Experts at Edinburgh University devised a programme where a group of 12 people in recovery were given cameras to document their daily lives.
The resulting snaps showed users were sometimes trapped by memories and behavioural patterns from their environment, bombarded with prevalent licensing outlets and often crying out for effective peer support.
Dr Aisha Holloway, who led the work from Edinburgh University alongside Dr Sarah Rhynas, said: “People in recovery are a highly marginalised group who experience stigmatisation and suffer from many health inequalities.
“I was interested in engaging with people on what facilitated their recovery. When people come out of treatment they can face many challenges, so we need to know how to support them as health professionals and policy-makers.”
Dr Holloway, who also chairs the Scottish Alcohol Research Network, added: “Some of the photos are really powerful, as you can see how trapped people sometimes feel by their old lives. It may be their drinking buddy who lives next door, or the off-licence round the corner where they would buy their drink.”

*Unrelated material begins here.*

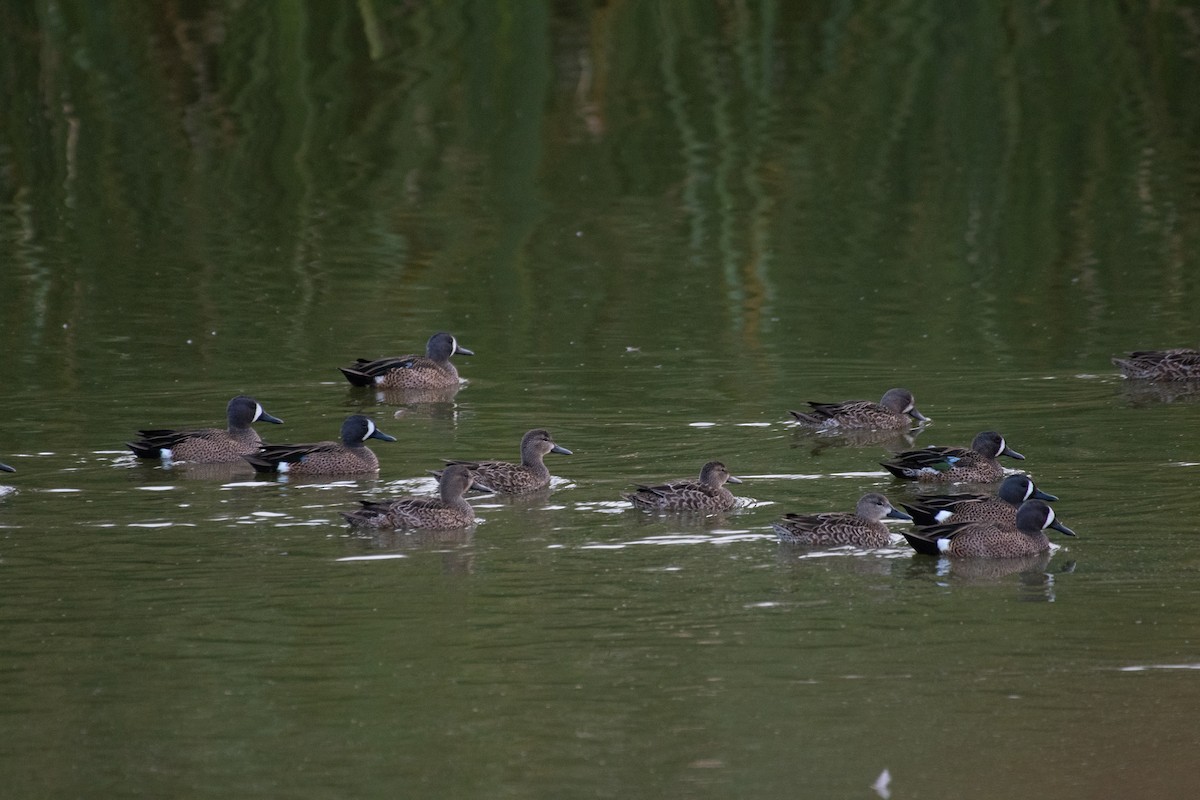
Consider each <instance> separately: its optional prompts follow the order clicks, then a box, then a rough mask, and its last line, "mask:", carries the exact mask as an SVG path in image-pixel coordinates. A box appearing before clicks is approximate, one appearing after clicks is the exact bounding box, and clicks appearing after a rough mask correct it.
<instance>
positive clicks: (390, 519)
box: [342, 464, 475, 530]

Working with Edinburgh-based photographer Sam Rutherford and the National Galleries of Scotland, the participants discussed their photos and their thoughts and created a narrative which was interwoven into an exhibition shown at the Scottish Parliament this month.

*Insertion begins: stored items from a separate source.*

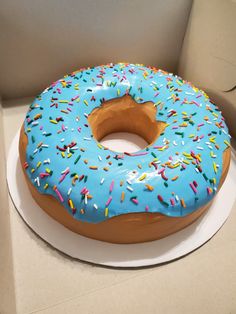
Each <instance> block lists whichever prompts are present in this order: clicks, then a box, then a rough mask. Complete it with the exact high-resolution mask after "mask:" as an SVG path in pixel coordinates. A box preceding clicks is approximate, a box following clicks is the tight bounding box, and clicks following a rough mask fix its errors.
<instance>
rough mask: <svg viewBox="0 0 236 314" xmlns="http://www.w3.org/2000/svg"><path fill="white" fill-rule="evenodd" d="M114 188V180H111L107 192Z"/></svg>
mask: <svg viewBox="0 0 236 314" xmlns="http://www.w3.org/2000/svg"><path fill="white" fill-rule="evenodd" d="M113 188H114V180H112V181H111V185H110V188H109V192H110V193H111V192H112V190H113Z"/></svg>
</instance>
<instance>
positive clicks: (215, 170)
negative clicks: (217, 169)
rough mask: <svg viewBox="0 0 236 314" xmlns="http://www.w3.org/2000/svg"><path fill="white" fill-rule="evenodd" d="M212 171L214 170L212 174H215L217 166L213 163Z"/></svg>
mask: <svg viewBox="0 0 236 314" xmlns="http://www.w3.org/2000/svg"><path fill="white" fill-rule="evenodd" d="M213 169H214V172H215V173H217V166H216V163H215V162H213Z"/></svg>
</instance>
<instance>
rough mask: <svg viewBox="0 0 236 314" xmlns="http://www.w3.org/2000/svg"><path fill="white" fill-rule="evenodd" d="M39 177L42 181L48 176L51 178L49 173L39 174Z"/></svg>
mask: <svg viewBox="0 0 236 314" xmlns="http://www.w3.org/2000/svg"><path fill="white" fill-rule="evenodd" d="M39 176H40V178H41V179H43V178H44V177H48V176H49V173H46V172H45V173H44V172H41V173H40V174H39Z"/></svg>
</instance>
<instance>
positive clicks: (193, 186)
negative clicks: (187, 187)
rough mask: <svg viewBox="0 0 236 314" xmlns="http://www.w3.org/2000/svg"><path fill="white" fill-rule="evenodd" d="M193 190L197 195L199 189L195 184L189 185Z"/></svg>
mask: <svg viewBox="0 0 236 314" xmlns="http://www.w3.org/2000/svg"><path fill="white" fill-rule="evenodd" d="M189 185H190V187H191V189H192V190H193V192H194V193H195V194H196V193H197V189H196V188H195V186H194V185H193V183H189Z"/></svg>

One of the study’s participants was Brandon Walker, who was addicted to alcohol for around 15 years before being referred to the LEAP abstinence programme, at the Royal Edinburgh Hospital, in November 2013.
Brandon, who lives in Leith, said: “It was really interesting because the research provided some explanations for us into our behaviour and why we had taken the photos we did.

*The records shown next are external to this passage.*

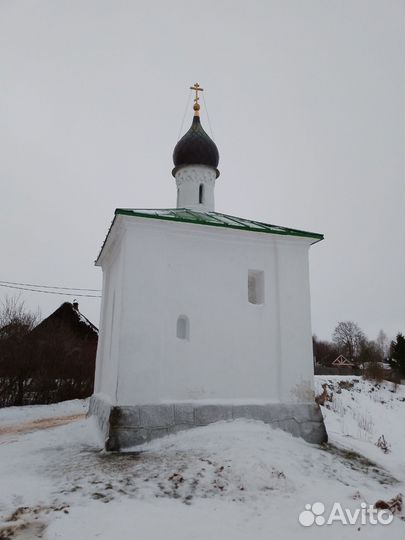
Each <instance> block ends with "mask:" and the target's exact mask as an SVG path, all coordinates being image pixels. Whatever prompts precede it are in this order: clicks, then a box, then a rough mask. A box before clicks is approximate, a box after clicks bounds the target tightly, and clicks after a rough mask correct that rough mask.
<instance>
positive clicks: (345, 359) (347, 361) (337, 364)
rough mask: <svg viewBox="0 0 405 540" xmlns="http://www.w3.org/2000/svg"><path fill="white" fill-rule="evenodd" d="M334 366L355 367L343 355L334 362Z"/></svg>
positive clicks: (334, 359)
mask: <svg viewBox="0 0 405 540" xmlns="http://www.w3.org/2000/svg"><path fill="white" fill-rule="evenodd" d="M332 366H335V367H350V368H352V367H354V363H353V362H351V361H350V360H348V359H347V358H346V357H345V356H343V354H339V356H338V357H337V358H335V359H334V360H333V362H332Z"/></svg>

“Mine referenced the fact that over the last couple of years my eyes have been opened up to what a fantastic world we live in and what beautiful things there are around, which I just couldn’t see while I was drinking.”
The aim for Brandon is to change the portrayal of people in recovery from jittery addicts who are always on the edge of a relapse, to a group emphatically trying to embrace a new life in the face of many obstacles. The 41-year-old said: “It can be something where you feel isolated and stigmatised. Drinking is such a big part of life that many people maybe drink too much and don’t want to think about it as a problem.”
The project was supported by homelessness charity Rowan Alba and the Serenity Cafe, a community cafe which helps recovering addicts.
The exhibition will be held at the cafe, near the Royal Mile, until June 20.